【CCF大数据与计算智能大赛】互联网新闻情感分析（使用LSTM完成中文文本多分类任务）

使用LSTM完成文本多分类任务

这只是把keras的教程用于实战的练手项目，对于真正希望打出好的比赛成绩必须要用到各种（bert等）预训练模型

赛题地址：
https://www.datafountain.cn/competitions/350

代码源于keras作者的《Deep Learning with Python"》
https://nbviewer.jupyter.org/github/fchollet/deep-learning-with-python-notebooks/blob/master/3.5-classifying-movie-reviews.ipynb
原书中使用的IMDB 的数据做二分类问题，而这个赛题下需要做的是三分类问题，读入的是中文数据，需要对代码进行一些修改和添加

数据集解析

官方给出的数据集文件共三个
Train_DataSet.csv
Test_DataSet.csv
Train_DataSet_Label.csv

训练集共id,title,content三列，存储了ID，新闻标题，新闻内容三种内容

我们需要读入数据集

import pandas as pd

train_df = pd.read_csv('Train_DataSet.csv', header=0)
test_df = pd.read_csv('Test_DataSet.csv',  header=0)
train_lable = pd.read_csv('Train_DataSet_Label.csv',  header=0)

print(train_df.shape,test_df.shape,train_lable)

#变量转换为字符型
train_df['title'] = train_df['title'].astype(str)
train_df['content'] = train_df['content'].astype(str)

test_df['title'] = test_df['title'].astype(str)
test_df['content'] = test_df['content'].astype(str)

#拼接标题和内容
#Phrase_list = train_df['title'].astype(str)

Phrase_list = train_df['title'].str.cat(train_df['content'],sep= '-')
X_test = test_df['title'].str.cat(test_df['content'],sep= '-')
print(Phrase_list)

然后对中文进行分词

jieba分词

import jieba
import pandas as pd

train_df = pd.read_csv('Train_DataSet.csv', header=0)
test_df = pd.read_csv('Test_DataSet.csv',  header=0)
train_lable = pd.read_csv('Train_DataSet_Label.csv',  header=0)

print(train_df.shape,test_df.shape,train_lable)

#变量转换为字符型
train_df['title'] = train_df['title'].astype(str)
train_df['content'] = train_df['content'].astype(str)

test_df['title'] = test_df['title'].astype(str)
test_df['content'] = test_df['content'].astype(str)

#拼接标题和内容
#Phrase_list = train_df['title'].astype(str)

Phrase_list = train_df['title'].str.cat(train_df['content'],sep= '-')
X_test = test_df['title'].str.cat(test_df['content'],sep= '-')
print(Phrase_list)

Phrase_list1 = []
X_test1 = []
k = 0
for i in Phrase_list:
    seg_list = jieba.cut(i, cut_all=True)
    seg_list =  " ".join(seg_list)
    Phrase_list1.append(seg_list)
    k = k+ 1
    print(k,'/',len(Phrase_list),'-----------------------------------------')
k=0
for i in X_test:
    seg_list = jieba.cut(i, cut_all=True)
    seg_list =  " ".join(seg_list)
    X_test1.append(seg_list)
    k = k+ 1
    print(k,'/',len(X_test),'-----------------------------------------')
k=0

Phrase_list1 = pd.Series(Phrase_list1)
X_test1  = pd.Series(X_test1)

GloVe训练词向量

中文词训练可以参考这篇博文
https://blog.csdn.net/weixin_37947156/article/details/83145778
简而言之，把title和content的内容分词后，写成一个txt文件

从GitHub下载GloVe代码，https://github.com/stanfordnlp/GloVe
将语料txt放入到Glove的主文件夹下。

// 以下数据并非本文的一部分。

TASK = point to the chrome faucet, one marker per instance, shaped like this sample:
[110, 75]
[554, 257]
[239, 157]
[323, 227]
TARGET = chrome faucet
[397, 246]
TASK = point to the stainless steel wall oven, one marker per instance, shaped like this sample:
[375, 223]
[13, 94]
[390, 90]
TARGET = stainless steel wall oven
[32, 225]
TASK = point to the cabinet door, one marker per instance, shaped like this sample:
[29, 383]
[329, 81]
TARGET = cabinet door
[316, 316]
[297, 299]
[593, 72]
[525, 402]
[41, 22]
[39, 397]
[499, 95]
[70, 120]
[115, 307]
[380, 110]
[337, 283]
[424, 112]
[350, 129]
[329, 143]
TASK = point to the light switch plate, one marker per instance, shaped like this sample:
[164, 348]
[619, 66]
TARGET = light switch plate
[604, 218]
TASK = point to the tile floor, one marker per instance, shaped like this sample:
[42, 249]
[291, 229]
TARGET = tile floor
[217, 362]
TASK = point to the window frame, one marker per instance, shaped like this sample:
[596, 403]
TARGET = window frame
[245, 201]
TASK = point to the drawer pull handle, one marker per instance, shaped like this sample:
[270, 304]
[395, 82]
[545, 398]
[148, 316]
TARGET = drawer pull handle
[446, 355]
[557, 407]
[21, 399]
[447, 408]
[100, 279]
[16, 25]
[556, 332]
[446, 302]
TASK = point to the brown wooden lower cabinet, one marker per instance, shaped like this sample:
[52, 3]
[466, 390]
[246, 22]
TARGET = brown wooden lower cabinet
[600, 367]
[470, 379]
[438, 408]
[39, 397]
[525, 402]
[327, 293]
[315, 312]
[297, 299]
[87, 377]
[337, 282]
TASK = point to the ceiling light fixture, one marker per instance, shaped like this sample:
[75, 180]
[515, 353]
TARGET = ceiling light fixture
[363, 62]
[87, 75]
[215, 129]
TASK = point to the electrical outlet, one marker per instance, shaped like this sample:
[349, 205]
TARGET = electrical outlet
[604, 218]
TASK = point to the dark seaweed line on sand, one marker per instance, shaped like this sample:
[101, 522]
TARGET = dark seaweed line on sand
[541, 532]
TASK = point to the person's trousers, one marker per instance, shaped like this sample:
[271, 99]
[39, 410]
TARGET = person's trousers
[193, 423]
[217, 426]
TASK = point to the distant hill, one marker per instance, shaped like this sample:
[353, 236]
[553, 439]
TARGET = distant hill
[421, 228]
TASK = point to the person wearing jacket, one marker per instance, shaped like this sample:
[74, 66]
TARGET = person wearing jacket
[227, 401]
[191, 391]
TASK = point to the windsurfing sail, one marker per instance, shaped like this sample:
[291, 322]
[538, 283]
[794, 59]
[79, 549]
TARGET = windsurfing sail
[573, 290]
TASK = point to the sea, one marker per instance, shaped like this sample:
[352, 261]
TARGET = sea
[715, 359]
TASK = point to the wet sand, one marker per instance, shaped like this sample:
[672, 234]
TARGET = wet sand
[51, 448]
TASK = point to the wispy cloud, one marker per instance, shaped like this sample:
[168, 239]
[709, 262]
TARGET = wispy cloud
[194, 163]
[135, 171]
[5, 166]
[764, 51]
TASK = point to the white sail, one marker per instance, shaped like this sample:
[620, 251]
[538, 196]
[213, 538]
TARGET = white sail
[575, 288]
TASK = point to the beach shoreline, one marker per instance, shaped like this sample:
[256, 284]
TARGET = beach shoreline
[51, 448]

注释掉
将语料corpus.txt放入到Glove的主文件夹下。

修改bash 打开demo.sh，修改相应的内容在这里插入图片描述

因为demo默认是下载网上的语料来训练的，因此如果要训练自己的语料，需要注释掉修改参数设置，将CORPUS设置成语料的名字执行bash文件
得到了词表文件，vocab.txt

将vocab.txt复制到工程下

keras搭建LSTM分类

glove_dir = r'D:\CCF互联网新闻情感分析\glove.6B\vocab.txt'
#加载词表文件
embeddings_index = { }
f = open(glove_dir,encoding='UTF-8')
for line in f:
    values = line.split()
    word = values[0]
    coefs = np.asanyarray(values[1:],dtype='float32')
    embeddings_index[word] = coefs
f.close()

print('Found %s word vectors.' % len(embeddings_index))

embedding_dim = 300

embedding_matrix = np.zeros((max_words, embedding_dim))
for word, i in word_index.items():
    embedding_vector = embeddings_index.get(word)
    if i < max_words:
        if embedding_vector is not None:
            # Words not found in embedding index will be all-zeros.
            embedding_matrix[i] = embedding_vector

########################################
from keras.models import Sequential
from keras.layers import Flatten, Dense, Embedding,SimpleRNN
from keras.layers import LSTM
from keras.layers import GRU
max_features = max_words


model = Sequential()
model.add(Embedding(max_features,300))
model.add(LSTM(64,return_sequences=True))
model.add(LSTM(32,activation='relu',
              dropout=0.1,
              ))
model.add(Dense(3,activation='softmax'))#三分类问题，此处需要换成3，并使用激活函数softmax
#######################################################################
model.layers[0].set_weights([embedding_matrix])
model.layers[0].trainable = False
##########################################################################
model.compile(optimizer='rmsprop', loss = 'categorical_crossentropy',metrics=['acc'])
#损失函数改为

history = model.fit(x_train, y_train,
                    epochs=37,
                    batch_size=128,
                    validation_split=0.1

                    )

预测结果

from keras.models import load_model

model.save('LSTM_model.h5')  # creates a HDF5 file 'my_model.h5'
del model  # deletes the existing model

# returns a compiled model
# identical to the previous one
model = load_model('LSTM_model.h5')


y = model.predict_classes(X_test)
print(y)

#将标签和预测结果组合并写入csv文件。
ID = test_df['id']
def write_preds(ID , fname):
    pd.DataFrame({"PhraseId": ID, "Sentiment": y}).to_csv(fname, index=False, header=True)
#sentiment-analysis-on-movie-reviews
write_preds(ID , "CCF-LSTMkeras.csv")

#绘制结果
import matplotlib.pyplot as plt

acc = history.history['acc']
val_acc = history.history['val_acc']
loss = history.history['loss']
val_loss = history.history['val_loss']

epochs = range(1, len(acc) + 1)

plt.plot(epochs, acc,'bo',label = 'Training acc')
plt.plot(epochs,val_acc,'b',label = 'Validation acc')
plt.title('Taining and validation accuracy')

plt.legend()
plt.figure()

plt.plot(epochs, loss,'bo',label = 'Training loss')
plt.plot(epochs,val_loss,'b',label = 'Validation loss')
plt.title('Taining and validation accuracy')

plt.legend()

plt.show()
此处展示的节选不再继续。